労災問題について
Q.先日、当社で退勤後に慰労会を行った際、従業員が帰宅時に不注意から転んで怪我をしてしまいました。こういう場合も労災と認定されるのでしょうか。当社は如何に対応したら宜しいでしょうか。
A.(1)当該従業員が労災に該当するか否かについての法的分析
『労働災害保険条例』第14条には、「出退勤の途中において、本人に主たる責任のない交通事故により傷害を受けたときは、労働災害に該当する。」と規定されています。
しかし、貴社の当該案件についての説明によれば、当該従業員は会社の食事会に出席した後、帰宅の路上で不注意から転んで怪我をしたというもので、加害者のいない状況で発生した不慮の事故であり、「交通事故」により傷害を受けたわけではないとのことでした。このため、当該従業員の受傷は労災には認定しないと認識いたします。

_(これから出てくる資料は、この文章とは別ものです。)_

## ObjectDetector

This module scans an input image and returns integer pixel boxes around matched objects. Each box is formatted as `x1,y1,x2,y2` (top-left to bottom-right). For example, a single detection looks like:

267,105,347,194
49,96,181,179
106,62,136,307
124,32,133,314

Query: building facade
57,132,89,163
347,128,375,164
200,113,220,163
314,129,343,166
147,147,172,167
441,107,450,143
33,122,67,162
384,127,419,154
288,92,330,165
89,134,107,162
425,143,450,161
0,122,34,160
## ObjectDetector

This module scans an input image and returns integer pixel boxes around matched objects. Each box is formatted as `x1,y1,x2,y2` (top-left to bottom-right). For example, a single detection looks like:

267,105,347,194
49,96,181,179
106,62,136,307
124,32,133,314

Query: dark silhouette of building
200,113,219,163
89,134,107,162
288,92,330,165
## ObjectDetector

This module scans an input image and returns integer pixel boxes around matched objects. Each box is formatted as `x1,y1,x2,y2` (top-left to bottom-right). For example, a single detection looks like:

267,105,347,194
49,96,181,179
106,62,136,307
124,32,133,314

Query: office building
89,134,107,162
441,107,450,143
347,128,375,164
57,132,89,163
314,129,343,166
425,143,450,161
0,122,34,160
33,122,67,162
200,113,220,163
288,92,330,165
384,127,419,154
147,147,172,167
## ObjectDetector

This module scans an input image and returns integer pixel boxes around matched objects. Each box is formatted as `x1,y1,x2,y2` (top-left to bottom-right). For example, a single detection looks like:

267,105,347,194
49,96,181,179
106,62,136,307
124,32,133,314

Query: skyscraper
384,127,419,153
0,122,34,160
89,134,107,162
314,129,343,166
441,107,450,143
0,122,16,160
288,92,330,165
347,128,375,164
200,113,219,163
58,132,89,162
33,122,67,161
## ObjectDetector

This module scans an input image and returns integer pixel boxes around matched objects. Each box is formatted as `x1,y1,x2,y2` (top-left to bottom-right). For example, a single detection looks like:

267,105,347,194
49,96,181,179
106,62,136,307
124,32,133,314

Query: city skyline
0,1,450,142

(2)貴社が労災認定の申し立てを行う必要があるかについて
当該従業員が傷害を受けたことは労災に該当しないものの、労働行政機関のみが権威ある最終的な判断権を持っているという点及び『労働災害保険条例』第17条「 雇用者が、事故傷害発生の日から30日以内に労働行政機関へ労働災害認定の申し立てを行わなければならない。雇用者が、労働災害認定の申し立てを行わない場合には、労働災害を受けた従業員は、事故傷害発生の日から1年以内に、雇用者所在地の労働行政機関に対し直接に労働災害認定申請を提出することができる。 雇用者が所定の期間内に労働災害認定の申し立てを行わない場合において、当該期間にこの条例の規定に適合する労働災害待遇等の関係費用が生じたときは、当該雇用者が負担する。」と規定されている点を考慮する必要があると思われます。
つまり、貴社が法定期間内に労災認定の申し立てを行わず、従業員自身が労災認定の申し立てを行い、なお且つそれが労働行政機関が労災と認定した場合、貴社には当該従業員の労災待遇を負担しなければならないという不利な結果(この場合、労災保険基金からは支給されません。)が齎されることになります。従いまして、こうした法的リスクを避けるために、貴社より当該従業員の労災認定申し立てを行うことをお勧めいたします。
労働行政機関の認定を経て、当該従業員の受傷は労災に該当しないと認定した場合、貴社は労災責任を負う必要は無くなりますが、当該従業員の受傷状況に基づいて、適切な病気休暇を与える必要があると思われます。